The setting was a bar-room. Two Canadian artists—Doug Back and Norman White -- were talking about the arms race.

"Wouldn't it be great," Back said, "if [the arms race] could be resolved by arm wrestling?"

And so the idea grew, “to allow contestants in two different cities to arm wrestle, using motorized force-transmitting systems interconnected by a telephone data link." Information would flow bi-directionally -- between identical robotic arms controlled by active agents at each of two sites.

After engineers at the University of Toronto estimated a cost of $75,000, the artists decided to try to build it themselves, and did. in two months for approximately $500 by throwing together “a bunch of junk" along with some homemade custom electronics.

The first successful implementation of the work took place between the Canadian Cultural Centre in Paris and the Artculture Resource Centre in Toronto.

Telephonic Arm Wrestling wryly established a low-tech system for resolving competitive, if not antagonistic relations. It was remarkably sensitive. "You could almost feel the pulse of the other person,” White said, “... it was uncannily human-like--the sensation of sinews and muscle--not at all like feeling a machine."

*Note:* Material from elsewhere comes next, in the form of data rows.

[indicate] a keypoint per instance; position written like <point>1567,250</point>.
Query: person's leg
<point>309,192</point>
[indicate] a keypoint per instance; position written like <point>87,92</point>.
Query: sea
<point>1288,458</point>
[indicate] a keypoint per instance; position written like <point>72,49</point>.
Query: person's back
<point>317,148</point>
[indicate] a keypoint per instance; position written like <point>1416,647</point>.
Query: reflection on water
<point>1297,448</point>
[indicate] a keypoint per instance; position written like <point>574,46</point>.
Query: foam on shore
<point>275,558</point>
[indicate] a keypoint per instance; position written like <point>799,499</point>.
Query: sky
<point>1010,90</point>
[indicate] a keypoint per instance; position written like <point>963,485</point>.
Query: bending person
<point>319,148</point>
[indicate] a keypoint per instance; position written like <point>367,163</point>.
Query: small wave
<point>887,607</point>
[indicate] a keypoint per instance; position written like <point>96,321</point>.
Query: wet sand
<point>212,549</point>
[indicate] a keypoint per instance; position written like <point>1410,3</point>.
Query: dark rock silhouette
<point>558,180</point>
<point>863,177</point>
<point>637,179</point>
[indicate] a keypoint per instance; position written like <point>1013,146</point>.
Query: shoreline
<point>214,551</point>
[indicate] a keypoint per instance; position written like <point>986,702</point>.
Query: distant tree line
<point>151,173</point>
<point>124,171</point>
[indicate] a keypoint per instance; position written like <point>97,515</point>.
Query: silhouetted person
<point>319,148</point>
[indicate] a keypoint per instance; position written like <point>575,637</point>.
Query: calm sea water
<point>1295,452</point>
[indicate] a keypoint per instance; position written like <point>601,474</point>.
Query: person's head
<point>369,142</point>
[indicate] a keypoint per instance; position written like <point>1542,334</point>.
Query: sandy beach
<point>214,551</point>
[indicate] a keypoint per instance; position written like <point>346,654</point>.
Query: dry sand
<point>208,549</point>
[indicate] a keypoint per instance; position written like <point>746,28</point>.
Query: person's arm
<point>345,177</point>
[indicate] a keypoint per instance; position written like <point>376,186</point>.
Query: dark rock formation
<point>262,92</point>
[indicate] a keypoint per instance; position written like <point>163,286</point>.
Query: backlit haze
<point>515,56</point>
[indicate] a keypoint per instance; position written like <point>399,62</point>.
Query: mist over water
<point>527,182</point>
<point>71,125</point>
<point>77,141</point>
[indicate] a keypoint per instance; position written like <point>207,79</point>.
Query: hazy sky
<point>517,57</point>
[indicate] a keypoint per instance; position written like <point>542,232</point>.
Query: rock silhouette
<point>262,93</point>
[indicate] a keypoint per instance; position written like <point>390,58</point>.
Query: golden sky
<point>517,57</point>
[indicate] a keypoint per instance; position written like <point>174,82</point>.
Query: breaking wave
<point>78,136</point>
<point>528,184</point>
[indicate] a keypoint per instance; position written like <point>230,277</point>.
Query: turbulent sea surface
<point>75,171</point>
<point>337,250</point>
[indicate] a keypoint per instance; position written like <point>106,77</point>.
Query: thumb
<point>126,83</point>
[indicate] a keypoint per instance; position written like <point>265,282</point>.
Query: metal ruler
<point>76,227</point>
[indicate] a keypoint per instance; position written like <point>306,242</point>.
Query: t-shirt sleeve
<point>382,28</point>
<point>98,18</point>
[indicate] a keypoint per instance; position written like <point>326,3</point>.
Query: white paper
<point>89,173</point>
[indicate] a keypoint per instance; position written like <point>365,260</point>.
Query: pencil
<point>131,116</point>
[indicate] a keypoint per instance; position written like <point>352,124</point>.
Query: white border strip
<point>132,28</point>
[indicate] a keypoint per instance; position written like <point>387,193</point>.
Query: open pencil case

Because of the time-delays in the telephone link, the system could not support standard rules of engagement. It was impossible for the competitors to really have much of a fight. Under certain circumstances, both sides could win simultaneously, fundamentally undermining the competitive model of win-lose. In this case, there was no victor, only local perceptions, a telling commentary on the arms race and the opposition of capitalism and communism.

from looksmart "Tele-Agency: Telematics, Telerobotics, and the Art of Meaning" by Edward A. Shanken.